Four Gallup, New Mexico, youths allegedly encountered what they called a "werewolf" along the side of a road near Whitewater one day in January 1970. It managed to pace with their car, which was traveling at 45 miles per hour. One witness reported, "It was about five feet seven, and I was surprised it could go so fast. At first I thought my friends were playing a joke on me, but when I found out they weren't, I was scared! We rolled up the windows real fast and locked the doors of the car. I started driving faster, about 60, but it was hard because that highway has a lot of sharp turns. Someone finally got a gun out and shot it. I know it got hit and it fell down, but there was no blood. I know it couldn't be a person because people cannot move that fast."
This sounds like a "skin-walker," the name the Navahos of the Southwest give to the werewolf. In 1936, in Yale Publications in Anthropology, anthropologist William Morgan recounted an interview with a Navaho identified only as Hahago. Hahago said of skin-walkers, "They go very fast.... They can go to Albuquerque in an hour and a half--a four-hour trip by automobile, according to Morgan.

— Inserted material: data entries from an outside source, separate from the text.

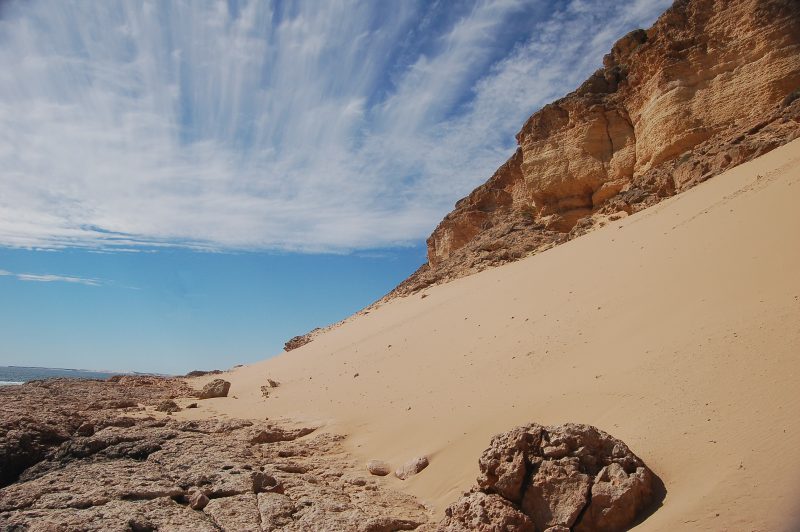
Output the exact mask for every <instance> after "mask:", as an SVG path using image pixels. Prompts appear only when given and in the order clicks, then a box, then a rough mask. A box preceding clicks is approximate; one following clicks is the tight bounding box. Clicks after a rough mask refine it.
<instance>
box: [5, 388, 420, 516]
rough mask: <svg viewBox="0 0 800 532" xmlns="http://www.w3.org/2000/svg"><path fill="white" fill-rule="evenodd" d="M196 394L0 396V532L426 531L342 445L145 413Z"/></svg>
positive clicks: (77, 393)
mask: <svg viewBox="0 0 800 532" xmlns="http://www.w3.org/2000/svg"><path fill="white" fill-rule="evenodd" d="M125 379H128V380H125ZM194 394H195V392H194V391H193V390H192V389H191V388H189V387H188V386H187V385H186V384H185V383H183V381H179V380H177V379H161V378H151V377H147V378H142V377H137V378H127V377H126V378H123V379H122V380H120V379H117V380H115V381H113V382H109V381H72V380H65V379H61V380H54V381H46V382H39V383H29V384H26V385H23V386H16V387H13V388H12V387H4V388H0V413H2V422H0V478H2V484H0V485H2V486H4V487H2V488H1V489H0V530H31V531H34V530H48V531H50V530H65V531H66V530H120V531H122V530H126V531H140V530H169V531H173V530H192V531H206V530H208V531H212V530H213V531H218V530H287V531H292V530H362V531H371V532H377V531H389V530H407V529H416V528H418V527H419V526H420V525H423V524H424V523H426V522H427V521H428V511H427V510H426V509H425V508H424V507H423V506H422V505H421V504H419V503H418V502H417V501H416V500H415V499H414V498H413V497H411V496H408V495H404V494H401V493H397V492H393V491H390V490H388V489H385V488H383V487H382V486H381V485H380V484H379V483H378V482H377V481H376V480H374V479H370V478H365V477H368V476H369V474H368V473H367V472H366V471H363V466H360V465H359V464H357V463H355V462H353V461H352V460H351V459H350V457H349V456H348V455H347V454H346V453H345V452H344V450H343V447H342V445H341V440H342V439H343V438H342V437H341V436H338V435H334V434H326V433H319V432H318V431H315V430H314V429H313V428H311V427H305V428H293V427H278V426H276V425H274V424H269V423H266V422H264V423H261V422H251V421H246V420H201V421H179V420H175V419H173V418H172V417H171V416H168V415H165V414H156V413H155V412H154V409H153V408H150V409H147V410H145V407H146V406H149V407H155V406H157V405H158V404H159V403H161V402H162V401H164V400H166V399H174V398H178V397H191V396H193V395H194Z"/></svg>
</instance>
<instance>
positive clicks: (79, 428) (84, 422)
mask: <svg viewBox="0 0 800 532" xmlns="http://www.w3.org/2000/svg"><path fill="white" fill-rule="evenodd" d="M93 434H94V424H93V423H91V422H89V421H86V422H84V423H81V426H80V427H78V430H76V431H75V435H76V436H92V435H93Z"/></svg>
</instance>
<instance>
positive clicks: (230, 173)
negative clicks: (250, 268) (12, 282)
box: [0, 0, 669, 282]
mask: <svg viewBox="0 0 800 532" xmlns="http://www.w3.org/2000/svg"><path fill="white" fill-rule="evenodd" d="M668 4H669V0H628V1H623V2H615V3H613V4H612V3H609V2H605V1H602V0H572V1H570V2H553V3H552V4H547V3H546V2H541V1H537V0H528V1H525V0H483V1H473V2H461V3H456V2H438V3H433V4H428V3H423V2H417V3H415V2H411V1H409V2H392V3H382V2H367V3H363V2H357V1H355V0H342V1H340V2H311V1H309V2H297V3H291V5H288V6H287V5H284V6H283V7H280V8H279V7H276V6H273V5H271V4H270V3H267V2H261V1H246V0H243V1H241V2H213V1H206V2H156V1H146V0H145V1H135V2H134V1H131V2H125V1H121V0H120V1H117V0H113V1H112V0H109V1H107V2H101V3H92V4H89V3H86V2H80V1H74V2H73V1H68V0H64V1H63V2H45V1H37V0H33V1H30V2H18V3H15V2H12V3H10V4H4V5H3V6H2V8H0V65H2V68H0V168H2V169H3V170H2V171H0V245H5V246H18V247H44V248H47V247H51V248H53V247H56V248H57V247H65V246H80V247H90V248H97V249H109V248H120V249H126V250H130V249H138V248H141V247H142V246H146V247H148V248H153V249H157V248H158V247H161V246H171V245H188V246H194V247H198V248H202V249H283V250H298V251H335V252H341V251H349V250H354V249H368V248H377V247H387V246H392V245H397V244H404V243H409V242H413V241H416V240H418V239H420V238H424V237H425V236H427V234H428V233H429V232H430V230H431V229H432V227H433V226H434V225H435V224H436V223H437V222H438V220H439V219H440V218H441V216H443V215H444V214H445V213H446V212H447V211H449V210H450V208H451V207H452V204H453V202H454V201H455V200H456V199H458V198H459V197H461V196H463V195H464V194H466V193H467V192H469V190H471V188H473V187H474V186H476V185H478V184H480V183H481V182H483V181H484V180H485V179H486V178H487V177H488V176H489V175H490V174H491V173H492V172H493V171H494V169H495V168H496V167H497V166H498V165H499V164H501V163H502V162H503V161H504V160H505V158H507V157H508V156H509V155H510V154H511V152H512V150H513V144H514V140H513V135H514V133H516V131H517V129H518V128H519V127H520V125H521V124H522V122H523V121H524V119H525V118H527V116H528V115H529V114H530V113H531V112H533V111H535V110H536V109H537V108H538V107H540V106H541V105H543V104H544V103H547V101H549V100H552V99H554V98H556V97H558V96H560V95H562V94H563V93H565V92H567V91H569V90H571V89H573V88H574V87H575V86H576V85H577V84H578V83H579V82H580V81H581V80H582V79H583V78H585V77H586V76H587V75H588V74H589V73H590V72H591V71H592V70H594V69H595V68H596V67H598V66H599V65H600V60H601V58H602V55H603V53H605V52H606V51H607V50H608V49H609V48H610V46H611V44H612V43H613V41H614V40H615V39H616V38H617V37H619V36H621V35H622V34H624V33H625V32H627V31H629V30H631V29H633V28H635V27H639V26H646V25H649V24H650V23H651V22H652V21H653V20H654V18H655V17H656V16H657V14H658V13H660V12H661V11H663V9H665V8H666V7H667V5H668ZM29 280H34V279H29ZM36 280H43V279H36ZM53 280H55V279H53ZM58 280H64V279H58ZM89 281H91V280H89ZM66 282H77V281H66Z"/></svg>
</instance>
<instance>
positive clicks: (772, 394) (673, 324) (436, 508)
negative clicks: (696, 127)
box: [184, 141, 800, 530]
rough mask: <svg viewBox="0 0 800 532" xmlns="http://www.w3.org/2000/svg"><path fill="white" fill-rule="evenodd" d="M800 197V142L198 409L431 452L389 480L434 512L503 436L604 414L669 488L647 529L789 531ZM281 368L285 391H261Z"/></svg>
mask: <svg viewBox="0 0 800 532" xmlns="http://www.w3.org/2000/svg"><path fill="white" fill-rule="evenodd" d="M799 200H800V141H795V142H793V143H791V144H789V145H787V146H785V147H783V148H780V149H778V150H775V151H774V152H772V153H769V154H767V155H766V156H764V157H762V158H760V159H758V160H756V161H753V162H752V163H748V164H746V165H743V166H741V167H738V168H735V169H733V170H732V171H729V172H727V173H726V174H724V175H721V176H719V177H717V178H715V179H713V180H711V181H709V182H707V183H704V184H702V185H700V186H698V187H696V188H694V189H692V190H690V191H689V192H687V193H684V194H682V195H680V196H677V197H675V198H672V199H670V200H667V201H665V202H663V203H662V204H660V205H658V206H656V207H654V208H651V209H649V210H646V211H644V212H641V213H639V214H637V215H635V216H632V217H630V218H626V219H624V220H621V221H619V222H614V223H612V224H611V225H609V226H607V227H605V228H603V229H600V230H598V231H595V232H594V233H591V234H589V235H587V236H584V237H582V238H579V239H577V240H574V241H572V242H569V243H567V244H565V245H562V246H559V247H557V248H554V249H552V250H550V251H547V252H545V253H542V254H540V255H537V256H534V257H530V258H528V259H526V260H523V261H520V262H517V263H514V264H509V265H507V266H503V267H500V268H495V269H493V270H489V271H486V272H483V273H480V274H477V275H474V276H472V277H468V278H465V279H461V280H458V281H455V282H452V283H450V284H447V285H443V286H439V287H435V288H431V289H429V290H427V292H426V297H424V298H423V297H421V296H420V295H416V296H412V297H409V298H406V299H401V300H395V301H393V302H391V303H390V304H387V305H384V306H383V307H382V308H380V309H378V310H377V311H374V312H371V313H370V314H369V315H367V316H364V317H361V318H358V319H355V320H353V321H352V322H349V323H346V324H344V325H343V326H341V327H340V328H338V329H335V330H333V331H331V332H328V333H326V334H324V335H322V336H321V337H319V338H317V339H316V340H315V341H314V342H312V343H311V344H309V345H307V346H305V347H303V348H300V349H297V350H295V351H292V352H291V353H288V354H284V355H281V356H278V357H276V358H273V359H270V360H267V361H264V362H261V363H258V364H255V365H251V366H247V367H242V368H239V369H237V370H236V371H234V372H233V373H232V374H230V375H229V377H226V378H229V379H230V380H231V381H232V383H233V386H232V389H231V394H232V395H234V396H236V399H234V398H228V399H221V400H211V401H203V402H202V403H201V408H200V409H198V410H196V411H194V413H191V414H189V415H228V416H238V417H242V416H245V417H254V418H263V417H265V416H268V417H270V418H272V419H277V418H292V419H295V420H300V421H303V422H313V423H323V424H325V425H326V426H327V428H328V429H329V430H333V431H338V432H341V433H346V434H349V435H350V437H349V438H348V443H349V446H350V448H351V449H352V451H353V453H354V454H355V455H356V456H357V457H359V458H360V459H363V460H364V461H365V462H366V461H367V460H368V459H371V458H379V459H383V460H387V461H389V462H391V463H392V464H394V465H399V464H400V463H401V462H403V461H405V460H406V459H409V458H412V457H414V456H415V455H419V454H427V455H428V456H429V457H430V458H431V465H430V467H429V468H428V469H427V470H425V471H424V472H423V473H421V474H420V475H419V476H417V477H415V478H413V479H412V480H408V481H405V482H401V481H399V480H397V479H388V478H387V480H386V482H387V483H389V484H391V485H394V486H396V487H399V488H401V489H404V490H407V491H408V492H410V493H413V494H415V495H418V496H419V497H421V498H422V499H424V500H425V501H426V502H427V503H428V504H430V505H431V507H432V508H433V510H434V512H435V513H436V514H437V515H440V514H441V512H442V511H443V509H444V507H445V506H446V505H447V504H448V503H449V502H451V501H453V500H454V499H455V498H456V497H457V496H458V495H459V494H460V492H461V491H462V490H464V489H466V488H468V487H469V486H470V485H471V484H472V483H473V481H474V479H475V476H476V472H477V458H478V456H479V454H480V452H481V451H482V450H483V449H484V448H485V447H486V446H487V443H488V441H489V439H490V437H491V436H492V435H493V434H495V433H497V432H500V431H503V430H507V429H509V428H511V427H513V426H515V425H517V424H522V423H526V422H529V421H536V422H539V423H545V424H551V423H563V422H568V421H572V422H581V423H590V424H593V425H596V426H598V427H600V428H602V429H604V430H606V431H608V432H610V433H611V434H612V435H614V436H616V437H619V438H621V439H622V440H624V441H625V442H626V443H628V445H629V446H630V447H631V449H633V450H634V452H636V453H637V454H638V455H639V456H640V457H642V458H643V459H644V460H645V462H646V463H647V464H648V465H650V467H651V468H652V469H653V470H654V471H655V472H656V473H657V474H658V475H660V476H661V478H662V479H663V481H664V483H665V484H666V487H667V490H668V494H667V497H666V499H665V501H664V506H663V507H662V508H661V509H660V510H658V511H657V512H656V513H655V514H654V515H653V516H652V517H651V518H650V519H648V520H647V521H646V522H645V523H644V524H643V525H641V527H640V528H641V529H642V530H782V529H790V528H792V525H793V523H792V522H791V521H790V519H791V517H792V516H794V515H797V514H796V512H795V510H796V509H797V508H796V507H795V506H794V503H795V501H798V500H800V207H798V204H799V203H798V201H799ZM265 326H269V325H268V324H265ZM356 373H357V374H358V377H354V374H356ZM267 377H271V378H273V379H277V380H279V381H280V382H281V387H280V388H279V389H277V390H276V391H275V393H274V395H275V396H274V397H271V398H269V399H267V400H264V399H262V398H261V394H260V390H259V387H260V386H261V385H262V384H264V383H265V380H266V378H267ZM184 415H186V414H184ZM793 512H795V513H793ZM797 523H798V521H795V522H794V525H795V526H797Z"/></svg>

In the fall of 1973 western Pennsylvania played host to dozens of reports of strange apelike creatures, sometimes seen in association with UFOs, said to have (in one witness's words) "fire red eyes that glowed in total darkness," to be seven to eight feet tall, and to give off a strong, unpleasant odor. "Another type of creature," investigator Stan Gordon noted, "was said to be between five and six feet tall. It was described as looking just like an extremely muscular man with a covering of thick dark hair. Again in these reports, the arms were very long and hung down past the knees. This creature appeared to have superior agility exceeding that of a deer. From footprints discovered, the stride of the creatures varies between 52 and 57 inches. In these reports there was no indication of odors." Two sketches published in Flying Saucer Review (July 1974, page 5) show these creatures to bear a striking resemblance to the traditional werewolf, though neither witnesses nor investigators remarked on the fact.
If these stories are not outright hoaxes, they clearly indicate the presence of extraordinary, otherworldly creatures which challenge consensus views of reality. On the other hand, in some cases it is possible both to believe the witnesses and to keep one's ties to reality intact. In the Delphos, Kansas, area during July 1974, for example, several persons encountered what a newspaper described as a "young child about 10 or 12 years old, with blood, matted hair, dressed in tattered clothing, running through vines and brush in a wooded area in the northwest edge of Delphos." She was dubbed the "wolf girl." Though local authorities never found her, she may well have existed, probably as a mentally retarded runaway or abandoned child.
Some medically educated theorists have suggested that sightings of werewolves really were of individuals afflicted with a rare genetic disease called porphyria. Porphyria sufferers experience tissue destruction in the face and fingers, skin lesions, and severe photosensitivity. Their facial skin may take on a brown pigmentation, and they may fall victim to personality disorders. The aversion to light, plus the physical disfigurement, may lead the victim to wander about only at night. "These features," British neurologist L. Illis wrote in a 1964 issue of Proceedings of the Royal Society of Medicine, "fit well with the description, in older literature, of werewolves."